Comics, comic books and cartoons | Sunday Observer

Comics, comic books and cartoons

3 July, 2022

In the current day, when you think of comics, the first thing that the average person would conjure up in their mind is the pervasive and universal Superhero Comic Book, in no small part due to the unchallenged stranglehold that superhero movies have on modern pop culture.

However, your consequent thoughts on the subject of comics would remind you that the Superhero Comic, is but just one genre, a fraction of what makes up the totality of comics.

Comics entail a broad medium, a unique combination of illustrations and text that is so broad in concept, there is no one generally accepted definition for it. Though comics have fallen in popularity somewhat nowadays, at its peak, they used to be the premier mode of cultural expression.

As a picture always succeeds where words fail, it is no surprise that sequential art, an art form that serves as a superset for comics, have been consistently recognized in many ancient cultures like Ancient Egypt, Ancient Greece, Ancient Rome, Mesoamerica, etc.

But the true precursors to comics as we understand them would come around much later, around the 17th and 18th centuries. Early forms of comics were still a far cry from what they are now, but in many ways, still very similar, at least thematically.

These comics were little more than two or more heavily detailed illustrations in sequence to tell a narrative. Usually they were used to depict contemporary politics and social life, sometimes with a degree of satire or caricature. One of the first to popularize this new medium was British painter William Hogarth, in the 18th Century.

Newspapers

Around that time, printing developed to the point that newspapers became more commonplace, and took to printing satirical comics on its pages, a practice that continues to this day.

These illustrations, which generally critique the social and political state at the time, started to be called Cartoons in 1842. It was after this period, in the late 19th century, that the first mass serialized comic strips came to be.

The most popular comic strip of the time, The Yellow Kid, was created by Richard F. Outcault and published between 1895 and 1898 in the New York World, Joseph Pulitzer’s (yes, the Pulitzer) newspaper. The comic was one of the first Sunday paper comic strips and codified many of what would become the norm for comic strips, such as the use of word balloons.

In the 1920s and 30s the comics industry hit further highs as Europe would take to creating popular comic anthologies like The Beano in Britain.

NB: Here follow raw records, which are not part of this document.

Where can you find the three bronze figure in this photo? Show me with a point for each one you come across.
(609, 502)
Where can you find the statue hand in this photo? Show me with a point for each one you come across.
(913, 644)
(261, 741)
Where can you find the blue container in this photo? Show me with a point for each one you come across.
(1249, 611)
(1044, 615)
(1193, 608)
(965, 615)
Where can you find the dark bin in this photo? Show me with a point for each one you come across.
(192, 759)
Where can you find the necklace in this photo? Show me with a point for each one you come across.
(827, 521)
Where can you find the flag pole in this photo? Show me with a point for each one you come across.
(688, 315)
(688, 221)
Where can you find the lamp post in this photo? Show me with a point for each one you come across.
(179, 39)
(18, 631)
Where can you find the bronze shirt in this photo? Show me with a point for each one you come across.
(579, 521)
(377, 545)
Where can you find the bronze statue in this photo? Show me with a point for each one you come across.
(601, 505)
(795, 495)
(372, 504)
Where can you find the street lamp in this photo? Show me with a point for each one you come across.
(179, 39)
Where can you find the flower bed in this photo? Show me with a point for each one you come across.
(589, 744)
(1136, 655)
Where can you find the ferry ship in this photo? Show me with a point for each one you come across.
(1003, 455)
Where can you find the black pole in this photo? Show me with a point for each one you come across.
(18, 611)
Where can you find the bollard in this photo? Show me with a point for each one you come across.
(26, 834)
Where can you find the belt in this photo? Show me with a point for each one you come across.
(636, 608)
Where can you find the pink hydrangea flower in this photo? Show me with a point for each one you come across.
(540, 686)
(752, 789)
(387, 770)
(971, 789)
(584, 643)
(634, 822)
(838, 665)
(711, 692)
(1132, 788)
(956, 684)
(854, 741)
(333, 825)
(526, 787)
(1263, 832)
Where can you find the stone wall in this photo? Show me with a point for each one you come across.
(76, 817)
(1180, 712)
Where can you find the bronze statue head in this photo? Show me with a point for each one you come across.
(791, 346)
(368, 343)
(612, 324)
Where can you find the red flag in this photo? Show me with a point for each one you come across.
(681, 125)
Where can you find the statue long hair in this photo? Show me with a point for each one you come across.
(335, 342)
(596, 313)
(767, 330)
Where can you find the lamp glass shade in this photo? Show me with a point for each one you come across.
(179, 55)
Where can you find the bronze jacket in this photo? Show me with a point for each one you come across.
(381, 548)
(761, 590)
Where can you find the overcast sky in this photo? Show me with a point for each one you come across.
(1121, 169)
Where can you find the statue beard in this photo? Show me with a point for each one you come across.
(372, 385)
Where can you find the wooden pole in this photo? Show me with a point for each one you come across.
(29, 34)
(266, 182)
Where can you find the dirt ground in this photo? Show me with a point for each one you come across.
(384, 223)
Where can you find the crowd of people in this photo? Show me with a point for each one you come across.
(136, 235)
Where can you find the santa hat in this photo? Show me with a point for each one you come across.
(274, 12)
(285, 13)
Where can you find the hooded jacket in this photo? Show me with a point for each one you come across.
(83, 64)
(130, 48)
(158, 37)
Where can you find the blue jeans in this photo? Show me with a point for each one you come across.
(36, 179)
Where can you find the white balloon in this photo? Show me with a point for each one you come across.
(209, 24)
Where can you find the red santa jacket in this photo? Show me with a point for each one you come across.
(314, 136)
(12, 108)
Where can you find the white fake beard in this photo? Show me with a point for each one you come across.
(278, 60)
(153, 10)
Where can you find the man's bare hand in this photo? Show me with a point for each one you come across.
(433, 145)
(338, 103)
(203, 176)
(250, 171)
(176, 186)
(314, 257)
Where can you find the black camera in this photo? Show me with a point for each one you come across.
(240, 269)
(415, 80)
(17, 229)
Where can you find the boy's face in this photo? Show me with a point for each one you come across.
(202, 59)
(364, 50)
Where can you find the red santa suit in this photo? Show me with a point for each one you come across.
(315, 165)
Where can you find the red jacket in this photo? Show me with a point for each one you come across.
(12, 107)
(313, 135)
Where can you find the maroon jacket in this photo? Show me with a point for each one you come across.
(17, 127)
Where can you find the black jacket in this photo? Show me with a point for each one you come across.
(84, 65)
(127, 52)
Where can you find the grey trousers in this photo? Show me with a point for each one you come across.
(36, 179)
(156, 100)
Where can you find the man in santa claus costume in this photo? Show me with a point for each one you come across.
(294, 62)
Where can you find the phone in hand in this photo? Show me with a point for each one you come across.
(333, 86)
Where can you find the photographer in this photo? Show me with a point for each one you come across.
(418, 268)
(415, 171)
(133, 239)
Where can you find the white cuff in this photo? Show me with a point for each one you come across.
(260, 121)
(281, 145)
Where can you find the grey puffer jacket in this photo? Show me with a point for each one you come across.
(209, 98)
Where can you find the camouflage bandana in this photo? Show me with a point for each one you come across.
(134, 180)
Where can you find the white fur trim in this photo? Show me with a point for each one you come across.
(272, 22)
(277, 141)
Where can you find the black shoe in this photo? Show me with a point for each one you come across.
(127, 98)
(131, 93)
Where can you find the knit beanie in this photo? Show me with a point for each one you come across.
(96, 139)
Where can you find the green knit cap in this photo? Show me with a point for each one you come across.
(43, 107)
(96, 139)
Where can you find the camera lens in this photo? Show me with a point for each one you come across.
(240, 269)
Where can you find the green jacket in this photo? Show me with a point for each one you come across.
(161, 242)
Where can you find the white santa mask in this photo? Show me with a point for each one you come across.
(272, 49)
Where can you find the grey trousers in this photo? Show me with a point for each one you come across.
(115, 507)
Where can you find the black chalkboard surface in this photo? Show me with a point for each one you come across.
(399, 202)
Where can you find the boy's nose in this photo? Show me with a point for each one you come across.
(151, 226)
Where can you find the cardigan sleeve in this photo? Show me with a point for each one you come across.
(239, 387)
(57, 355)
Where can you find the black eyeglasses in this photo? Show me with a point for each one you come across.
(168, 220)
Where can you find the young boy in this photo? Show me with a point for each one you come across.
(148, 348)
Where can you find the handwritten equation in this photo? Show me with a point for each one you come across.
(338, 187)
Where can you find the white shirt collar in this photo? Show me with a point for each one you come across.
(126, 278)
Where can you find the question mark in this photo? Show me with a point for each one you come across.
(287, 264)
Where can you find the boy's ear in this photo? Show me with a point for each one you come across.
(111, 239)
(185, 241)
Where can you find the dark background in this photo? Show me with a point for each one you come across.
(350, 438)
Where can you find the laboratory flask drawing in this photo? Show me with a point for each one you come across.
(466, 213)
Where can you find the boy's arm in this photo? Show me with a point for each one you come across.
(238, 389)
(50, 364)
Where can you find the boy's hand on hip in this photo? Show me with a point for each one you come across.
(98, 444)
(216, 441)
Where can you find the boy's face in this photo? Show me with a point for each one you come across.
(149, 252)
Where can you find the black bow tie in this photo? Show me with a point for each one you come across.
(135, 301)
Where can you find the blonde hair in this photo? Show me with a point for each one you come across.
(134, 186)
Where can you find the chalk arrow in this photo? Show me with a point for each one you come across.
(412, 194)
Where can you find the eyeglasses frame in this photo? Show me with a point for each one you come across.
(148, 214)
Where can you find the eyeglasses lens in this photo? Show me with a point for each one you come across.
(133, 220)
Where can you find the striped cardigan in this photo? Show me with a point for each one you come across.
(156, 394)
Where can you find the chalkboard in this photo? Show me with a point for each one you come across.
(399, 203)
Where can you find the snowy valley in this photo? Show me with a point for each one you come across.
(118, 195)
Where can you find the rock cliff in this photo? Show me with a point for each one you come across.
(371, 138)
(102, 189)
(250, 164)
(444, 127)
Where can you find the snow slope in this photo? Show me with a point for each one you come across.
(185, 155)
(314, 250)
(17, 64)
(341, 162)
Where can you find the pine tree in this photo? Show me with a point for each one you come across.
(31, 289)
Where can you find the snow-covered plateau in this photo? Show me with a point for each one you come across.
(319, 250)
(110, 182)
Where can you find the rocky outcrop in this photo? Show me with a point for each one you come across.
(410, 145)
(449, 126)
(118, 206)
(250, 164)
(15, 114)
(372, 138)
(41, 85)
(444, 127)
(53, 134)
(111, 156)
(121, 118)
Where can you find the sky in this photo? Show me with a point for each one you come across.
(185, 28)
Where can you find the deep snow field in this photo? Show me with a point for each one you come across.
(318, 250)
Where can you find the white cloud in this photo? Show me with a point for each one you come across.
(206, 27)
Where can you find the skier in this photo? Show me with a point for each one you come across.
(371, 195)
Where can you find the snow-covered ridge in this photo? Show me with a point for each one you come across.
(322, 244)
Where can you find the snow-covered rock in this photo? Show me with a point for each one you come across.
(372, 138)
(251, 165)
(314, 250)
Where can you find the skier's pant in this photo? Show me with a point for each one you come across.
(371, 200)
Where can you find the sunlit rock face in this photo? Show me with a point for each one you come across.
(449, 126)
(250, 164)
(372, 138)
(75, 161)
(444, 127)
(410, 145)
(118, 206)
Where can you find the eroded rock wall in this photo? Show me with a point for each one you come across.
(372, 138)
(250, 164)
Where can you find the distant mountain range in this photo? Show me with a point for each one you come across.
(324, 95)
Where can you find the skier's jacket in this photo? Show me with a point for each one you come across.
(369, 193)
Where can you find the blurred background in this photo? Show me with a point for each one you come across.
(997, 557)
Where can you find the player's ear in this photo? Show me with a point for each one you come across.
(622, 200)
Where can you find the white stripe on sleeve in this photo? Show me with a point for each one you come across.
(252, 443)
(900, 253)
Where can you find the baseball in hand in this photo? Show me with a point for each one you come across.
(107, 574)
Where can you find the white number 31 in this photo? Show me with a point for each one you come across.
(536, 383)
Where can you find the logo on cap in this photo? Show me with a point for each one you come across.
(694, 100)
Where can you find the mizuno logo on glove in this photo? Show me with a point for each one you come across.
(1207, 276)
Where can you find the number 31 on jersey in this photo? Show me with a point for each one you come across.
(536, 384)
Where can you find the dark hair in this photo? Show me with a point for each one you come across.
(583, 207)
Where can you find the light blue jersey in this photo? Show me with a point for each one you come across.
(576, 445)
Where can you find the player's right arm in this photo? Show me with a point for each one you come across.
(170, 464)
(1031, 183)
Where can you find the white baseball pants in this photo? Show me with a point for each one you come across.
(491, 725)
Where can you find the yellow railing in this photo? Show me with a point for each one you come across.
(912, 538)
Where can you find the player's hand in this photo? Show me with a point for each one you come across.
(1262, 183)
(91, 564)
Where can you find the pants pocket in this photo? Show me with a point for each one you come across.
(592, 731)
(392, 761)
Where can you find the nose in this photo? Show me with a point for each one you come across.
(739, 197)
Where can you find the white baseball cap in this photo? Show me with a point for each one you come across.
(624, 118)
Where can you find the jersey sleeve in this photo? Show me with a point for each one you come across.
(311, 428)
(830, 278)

In Belgium, Hergé’s masterwork, The Adventures of TinTIn newspaper strip was collected and sold as albums, creating the market for more strips to follow that path. But while the other parts of the world were still focusing on humorous and satirical works, America’s comic industry was looking to expand into more serious subject matter.

Mystery and action comics quickly became an irreplaceable part of the American comics industry. But not long after, in June 1938, a comic book would be published, which seemed to cash in on the Action genre of comics, but would go on to revolutionize the entire comic book industry forever.

Action Comics #1 introduced Superman, who despite not being the first, became the archetypical superhero, ushering in the Golden Age of comics.

Superheroes caused a huge boom of popularity for American comic books, playing a huge part in WW2, providing cheap entertainment and valuable propaganda for the allies. Post war, the popularity of superheroes declined somewhat, giving way to the rise of Horror, Romance, Western and Teen comedy comics like Archie Comics.

With the new found popularity of these more serious comics, a divide grew between them and the more humorous and satirical comics. In the 60s and 70s cartoonists took to using the word comix to refer to their more adult oriented but still. humorous works, differentiating them from both the newspaper comic strips and more juvenile comic books.

Later the term Graphic Novel was used to further separate themselves. With time, however, Superhero comics returned to being the most ubiquitous genre of comics, and though the medium is far less popular than it used to be, Superhero movies are giving them a second shot at being the center of pop culture again.